Source: Borrowed from the Pasco County Library System, then purchased from Amazon
Pub. Date: June 1, 2017
Synopsis: Goodreads
Purchase Link: Amazon

There is a saying that every cloud has a silver lining, but for this particular book I had to try to find the right saying to express the opposite. The best way I could describe it is that it’s like that last good day or so that you get out of a bouquet of flowers. You can see the leaves starting to brown, the petals starting to lose luster, but you are still focused on changing the water and enjoying the beauty while it lasts. That’s what this book is like. Goodbye, Vitamin was a funny and delightful story tinged with the sadness that comes with slowly losing a family member to dementia.

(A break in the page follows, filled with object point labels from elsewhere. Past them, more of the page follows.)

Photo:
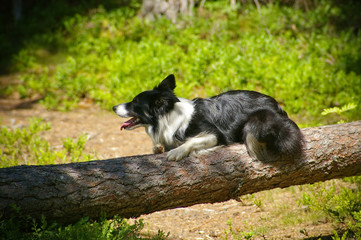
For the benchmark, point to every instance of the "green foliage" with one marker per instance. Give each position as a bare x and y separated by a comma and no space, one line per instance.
238,234
21,227
26,146
299,57
342,205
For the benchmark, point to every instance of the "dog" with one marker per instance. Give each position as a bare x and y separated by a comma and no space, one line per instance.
183,127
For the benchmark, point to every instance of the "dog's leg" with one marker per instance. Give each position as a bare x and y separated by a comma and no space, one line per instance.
199,142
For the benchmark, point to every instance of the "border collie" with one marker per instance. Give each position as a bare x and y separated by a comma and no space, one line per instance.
183,127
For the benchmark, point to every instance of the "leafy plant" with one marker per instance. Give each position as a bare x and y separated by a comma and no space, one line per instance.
339,111
21,227
295,56
342,204
26,146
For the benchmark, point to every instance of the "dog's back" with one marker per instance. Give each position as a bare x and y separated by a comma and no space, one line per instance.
252,118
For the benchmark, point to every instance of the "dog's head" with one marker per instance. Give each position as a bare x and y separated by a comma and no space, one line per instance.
146,108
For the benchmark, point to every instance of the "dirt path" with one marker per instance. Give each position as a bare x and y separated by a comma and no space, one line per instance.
262,213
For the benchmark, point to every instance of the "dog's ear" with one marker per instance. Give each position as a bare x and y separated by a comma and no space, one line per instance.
168,83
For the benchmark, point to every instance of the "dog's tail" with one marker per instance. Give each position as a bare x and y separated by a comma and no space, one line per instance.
272,137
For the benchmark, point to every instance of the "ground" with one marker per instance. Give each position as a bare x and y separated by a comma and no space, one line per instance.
272,214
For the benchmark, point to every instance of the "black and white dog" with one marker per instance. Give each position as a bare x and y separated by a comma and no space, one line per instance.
183,127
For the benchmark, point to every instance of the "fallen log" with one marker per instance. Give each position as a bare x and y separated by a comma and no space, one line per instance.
131,186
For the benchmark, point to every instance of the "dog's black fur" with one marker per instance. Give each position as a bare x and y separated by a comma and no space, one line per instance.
182,126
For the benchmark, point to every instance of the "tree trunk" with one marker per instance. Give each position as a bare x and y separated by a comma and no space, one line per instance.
131,186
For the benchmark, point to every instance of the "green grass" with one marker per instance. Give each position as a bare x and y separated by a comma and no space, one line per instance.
298,57
308,60
26,146
25,228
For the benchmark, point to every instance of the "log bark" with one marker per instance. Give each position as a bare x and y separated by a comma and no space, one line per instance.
131,186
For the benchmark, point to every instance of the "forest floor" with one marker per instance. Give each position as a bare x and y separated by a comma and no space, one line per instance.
273,214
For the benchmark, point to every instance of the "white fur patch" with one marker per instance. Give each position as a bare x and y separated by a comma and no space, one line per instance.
175,122
121,111
194,144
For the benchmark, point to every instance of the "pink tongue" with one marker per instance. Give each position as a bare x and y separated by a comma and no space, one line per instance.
127,123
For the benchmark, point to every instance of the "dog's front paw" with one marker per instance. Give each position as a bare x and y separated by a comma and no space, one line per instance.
158,148
177,154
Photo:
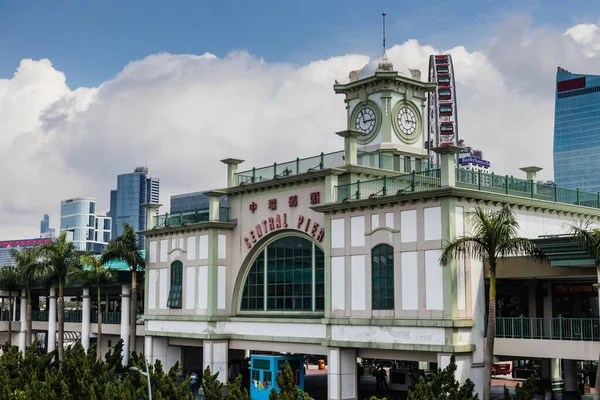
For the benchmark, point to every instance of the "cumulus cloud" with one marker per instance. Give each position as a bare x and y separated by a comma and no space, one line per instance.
183,113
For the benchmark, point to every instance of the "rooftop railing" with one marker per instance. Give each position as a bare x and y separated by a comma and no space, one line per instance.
183,218
584,329
520,187
413,182
378,160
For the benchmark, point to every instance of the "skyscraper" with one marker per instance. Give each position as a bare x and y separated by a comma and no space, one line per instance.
577,131
87,231
44,225
133,190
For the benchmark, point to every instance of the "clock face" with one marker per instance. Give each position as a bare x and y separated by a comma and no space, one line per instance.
407,121
365,121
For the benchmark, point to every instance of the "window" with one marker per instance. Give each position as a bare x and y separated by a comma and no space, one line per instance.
382,268
174,300
287,275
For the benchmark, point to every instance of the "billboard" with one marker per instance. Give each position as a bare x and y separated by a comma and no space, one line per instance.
23,243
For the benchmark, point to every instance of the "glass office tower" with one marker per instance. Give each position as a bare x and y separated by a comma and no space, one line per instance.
88,231
133,190
577,131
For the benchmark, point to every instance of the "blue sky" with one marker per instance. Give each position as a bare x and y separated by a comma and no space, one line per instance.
92,41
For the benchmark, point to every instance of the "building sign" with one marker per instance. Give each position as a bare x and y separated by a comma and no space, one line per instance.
280,221
574,288
473,160
23,243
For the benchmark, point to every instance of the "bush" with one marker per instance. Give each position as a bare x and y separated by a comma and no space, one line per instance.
443,386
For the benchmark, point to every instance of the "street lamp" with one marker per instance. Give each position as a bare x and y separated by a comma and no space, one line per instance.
146,374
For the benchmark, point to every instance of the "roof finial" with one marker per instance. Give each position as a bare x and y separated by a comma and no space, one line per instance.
383,16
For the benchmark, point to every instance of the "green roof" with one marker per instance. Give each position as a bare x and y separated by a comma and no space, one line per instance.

Fear not, this is not a tear jerker. It is sentimental and realistic, but doesn’t rip your heart out of your chest. Khong keeps everything backlit with just enough sunlight to keep the focus on love and support and not on despair. We get glimpses into what families try to do to stop the progression of the disease: vitamins, healthy foods, exercise, mental stimulation – all these are used by Ruth and her mom to help her dad try to retain as much of himself as he can for as long as possible.

Ruth is a divorcee who decides to quit her job as a sonographer to move back in to help her mom with her dad. She struggles with moving on from her marriage as she attempts to help and understand her parents. Her father was a well-loved professor at the university, and his students ask for the chance to help as well after he is asked by the dean to take a leave of absence until his health condition improves. Much of the comedy of the book comes from Ruth interacting with these students, trying to make her dad believe he’s teaching a class on California history while avoiding the dean of his college, who has threatened her dad with arrest should he be caught on campus.

This was a very fast read for me, enjoyable content plus short length always equals a one day read, and I was through the 194 pages before you could say lickity-split. Khong’s story made my heart smile while staying realistic about the sadness that accompanies this condition. I recommend it with all the strength I can muster. Go get you some.